Ils  nous signifiaient ainsi qu’il y avait là quelque chose d’important à appréhender, un autre regard sur la médecine et sur la vie, que le but était ici de traiter un être au delà des symptômes, de l’accompagner et de ne se substituer que si ses défenses somatiques ou psychiques étaient dépassées, enfin de rappeler au corps un mode de fonctionnement normal qu’il avait connu mais occulté.

Il est important de comprendre, qu’au niveau de ce qui fonde une civilisation, la Chine met en exergue la relation et non l’être, que « nous sommes à l’opposé d’une perspective occidentale où seule une analyse isolée des éléments a pu conduire au point de vue de l’atome » ou de la cellule (F. Julien). Aussi, le regard de la Médecine traditionnelle chinoise n’est pas anatomique : il est fonctionnel et symbolique. Elle offre par là  une lecture originale de l’être et de ses symptômes. Plus encore, en puncturant le ou les points d’acupuncture concernés, elle s’adresse aux lieux de corps où des souffrances ont été mémorisées et, faisant circuler les souffles obstrués à ce niveau, participe à leur libération. La cicatrice est alors toujours présente mais moins ou plus du tout douloureuse.

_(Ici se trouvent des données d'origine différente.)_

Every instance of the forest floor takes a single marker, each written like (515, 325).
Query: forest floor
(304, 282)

J’ai su faire crédit à cette tradition ; cela m’a permis d’en découvrir peu à peu la profondeur et la validité. Par ailleurs Nguyen van Nghi m’a fait assez vite comprendre que je ne serais jamais un médecin traditionnel chinois : je n’avais pas « bu » la langue, les rites, la mythologie… chinoise avec le lait de ma mère » ; je n’étais pas familier de la vie chinoise, de son écriture, de ses pratiques et coutumes. J’avais donc l’inconvénient d’être un « barbare ». Mais, parce qu’étranger, je pourrais poser des questions que seul l’étranger pose et par des réflexions venues de l’extérieur, éventuellement l’enrichir. À une condition : de l’approfondir sans cesse jusqu’à accéder à une intimité avec la tradition, la civilisation, l’art, la médecine chinoises et  leur langage symbolique.

J’ai ainsi fait, à l’occasion de l’acupuncture, un voyage qui m’a considérablement enrichi aux plans de la médecine et de la vie.

Le 13 juillet 2015, sur proposition de monsieur le Grand Chancelier, j’ai été nommé Chevallier de la Légion d’Honneur en tant que médecin généraliste et Président d’Honneur de l’Association Française d’Acupuncture. Bien au delà de ma personne, la médecine générale et l’acupuncture ont étés ainsi honorées.